The assessment of barriers to community living will feature a national public comment meeting, a written comment process, and a series of toll-free teleconference sessions. Its purpose is to solicit information and recommendations from people with disabilities, disability experts, state and local program administrators, and the public.
The assessment is the first step in carrying out Executive Order 13217, which was signed by President Bush in June. The order was drafted in response to the 1999 Supreme Court decision in Olmstead v. L.C. and E.W., which supported consumers' rights to care in the community over institutional care. The executive order calls for a broad review of current federal laws, programs, and policies that may interfere with community integration of people with disabilities. It directs federal agencies to assist states in expanding community-based services for this group. The executive order is part of the New Freedom Initiative for Americans With Disabilities announced by President Bush early in his administration. The initiative also proposes the formation of a National Commission on Mental Health (see Psychiatric Services, March 2001, page 398).
Commenting on the formation of the Interagency Council on Community Living, Secretary of Health and Human Services Tommy G. Thompson stated, "We can make real progress only if we first listen to people who know the barriers better than anyone else. I believe our nationwide assessment will bring an outpouring of experience and creative ideas. The new council will bring high-level administration focus to these ideas."
The full text of the New Freedom Initiative can be downloaded from the White House Web site at www. whitehouse.gov.
Results of NMHA depression survey released: The National Mental Health Association has released the results of a nationally representative survey that shows substantial progress in the public's understanding of the nature of depression. Among survey respondents who had never been diagnosed as having depression, 55 percent said that depression is a disease and not "a state of mind that a person can snap out of." A survey in 1991 indicated that only 38 percent of the public recognized depression as an illness. The 2001 survey, conducted for NMHA by Public Opinion Strategies LLC, comprised interviews with 500 adults being treated for depression and 800 members of the general public. Thirty-five percent of the general public believed that a person can be completely cured of depression, compared with only 12 percent of the respondents in treatment. Studies have found that 50 percent of people diagnosed as having depression will experience a subsequent episode. The survey results highlighted a strong correlation between clinical depression and diminished social and economic circumstances for families. Respondents with depression reported higher rates of divorce and unemployment than the general public. For more information, visit the NMHA Web site at www.nmha.org (see News Releases).

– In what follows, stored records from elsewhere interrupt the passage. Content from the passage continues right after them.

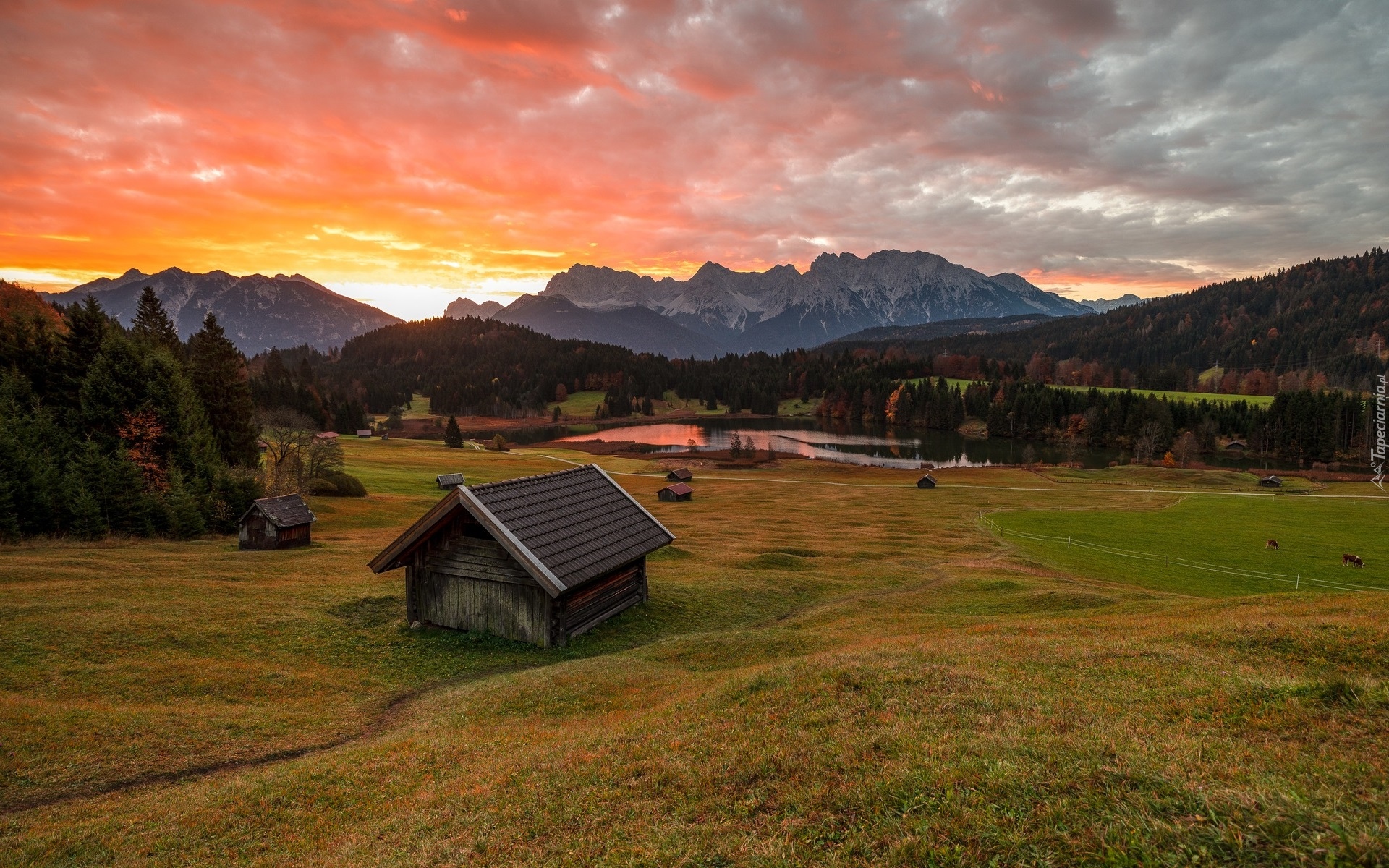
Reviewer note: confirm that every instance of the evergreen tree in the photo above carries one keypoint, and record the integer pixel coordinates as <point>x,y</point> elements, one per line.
<point>451,436</point>
<point>217,371</point>
<point>185,516</point>
<point>153,326</point>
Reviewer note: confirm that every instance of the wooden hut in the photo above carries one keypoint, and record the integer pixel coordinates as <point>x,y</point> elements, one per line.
<point>277,522</point>
<point>676,492</point>
<point>538,558</point>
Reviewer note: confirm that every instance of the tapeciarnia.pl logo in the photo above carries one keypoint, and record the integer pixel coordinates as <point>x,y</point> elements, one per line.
<point>1381,445</point>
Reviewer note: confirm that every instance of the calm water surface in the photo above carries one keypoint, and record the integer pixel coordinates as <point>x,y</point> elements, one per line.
<point>841,442</point>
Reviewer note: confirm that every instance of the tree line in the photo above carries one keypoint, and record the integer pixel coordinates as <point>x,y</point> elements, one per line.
<point>111,430</point>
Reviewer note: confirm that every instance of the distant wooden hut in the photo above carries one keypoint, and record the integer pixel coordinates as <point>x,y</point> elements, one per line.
<point>539,558</point>
<point>277,522</point>
<point>676,492</point>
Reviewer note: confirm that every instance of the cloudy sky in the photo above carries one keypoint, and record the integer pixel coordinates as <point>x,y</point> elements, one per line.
<point>406,152</point>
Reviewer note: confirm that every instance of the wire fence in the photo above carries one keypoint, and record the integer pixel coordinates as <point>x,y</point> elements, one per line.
<point>1167,560</point>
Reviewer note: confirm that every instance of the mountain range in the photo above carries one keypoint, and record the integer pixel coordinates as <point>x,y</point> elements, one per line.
<point>720,310</point>
<point>256,312</point>
<point>1103,306</point>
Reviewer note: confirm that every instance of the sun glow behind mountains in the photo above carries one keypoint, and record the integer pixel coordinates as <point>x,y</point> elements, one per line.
<point>409,152</point>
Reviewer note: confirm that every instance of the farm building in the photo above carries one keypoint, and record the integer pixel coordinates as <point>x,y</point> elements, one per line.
<point>277,522</point>
<point>676,492</point>
<point>538,558</point>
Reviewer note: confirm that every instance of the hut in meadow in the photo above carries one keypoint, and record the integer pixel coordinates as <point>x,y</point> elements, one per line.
<point>538,558</point>
<point>277,522</point>
<point>676,492</point>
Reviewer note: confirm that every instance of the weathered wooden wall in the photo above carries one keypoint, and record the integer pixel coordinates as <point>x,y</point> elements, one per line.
<point>595,602</point>
<point>463,579</point>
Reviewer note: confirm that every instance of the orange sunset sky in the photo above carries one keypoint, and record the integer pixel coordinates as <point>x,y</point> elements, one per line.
<point>406,152</point>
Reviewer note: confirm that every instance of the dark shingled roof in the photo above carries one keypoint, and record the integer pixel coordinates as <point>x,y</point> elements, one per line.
<point>578,522</point>
<point>285,511</point>
<point>563,528</point>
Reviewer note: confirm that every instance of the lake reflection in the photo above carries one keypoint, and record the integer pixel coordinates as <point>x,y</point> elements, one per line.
<point>846,443</point>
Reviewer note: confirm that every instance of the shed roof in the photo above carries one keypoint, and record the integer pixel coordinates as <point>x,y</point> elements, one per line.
<point>284,511</point>
<point>564,528</point>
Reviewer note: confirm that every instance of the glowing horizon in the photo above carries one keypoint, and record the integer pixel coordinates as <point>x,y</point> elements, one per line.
<point>410,152</point>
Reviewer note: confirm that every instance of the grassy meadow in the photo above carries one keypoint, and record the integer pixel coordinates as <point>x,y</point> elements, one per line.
<point>833,668</point>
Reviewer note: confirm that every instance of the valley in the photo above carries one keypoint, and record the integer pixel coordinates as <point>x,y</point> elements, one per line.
<point>912,688</point>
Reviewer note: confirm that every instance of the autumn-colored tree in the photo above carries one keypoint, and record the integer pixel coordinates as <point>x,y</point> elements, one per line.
<point>140,434</point>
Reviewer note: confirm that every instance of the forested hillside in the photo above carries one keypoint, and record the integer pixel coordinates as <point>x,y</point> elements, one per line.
<point>106,430</point>
<point>1322,323</point>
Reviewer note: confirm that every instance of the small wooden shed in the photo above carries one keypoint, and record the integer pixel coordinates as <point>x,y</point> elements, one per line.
<point>676,492</point>
<point>538,558</point>
<point>277,522</point>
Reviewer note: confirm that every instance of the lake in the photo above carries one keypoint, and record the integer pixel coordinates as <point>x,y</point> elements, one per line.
<point>842,442</point>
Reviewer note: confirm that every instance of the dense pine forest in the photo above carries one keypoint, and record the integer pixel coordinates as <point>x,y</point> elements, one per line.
<point>106,430</point>
<point>113,430</point>
<point>1322,323</point>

Bazelon Center kit explains Medicaid funding for children: The Bazelon Center for Mental Health Law has produced a kit explaining Medicaid definitions of key rehabilitation services for children with serious mental or emotional disorders. The materials are designed to help state policy makers develop appropriate rules covering federally mandated funding of community-based services for Medicaid-eligible children. The kit contains an overview of the federal mandate and a discussion of the issues in Medicaid funding of children's services. Six four-page briefs on specific services address behavioral or therapeutic aides, intensive at-home services, child respite care, after-school programs, therapeutic summer camps, and therapeutic nurseries and preschool programs. Single packets may be ordered for $10 from the bookstore at the center's Web site at www. bazelon.org or by sending payment to the Publications Desk, Bazelon Center, 1101 15th Street, N.W., Suite 1212, Washington, D.C. 20005.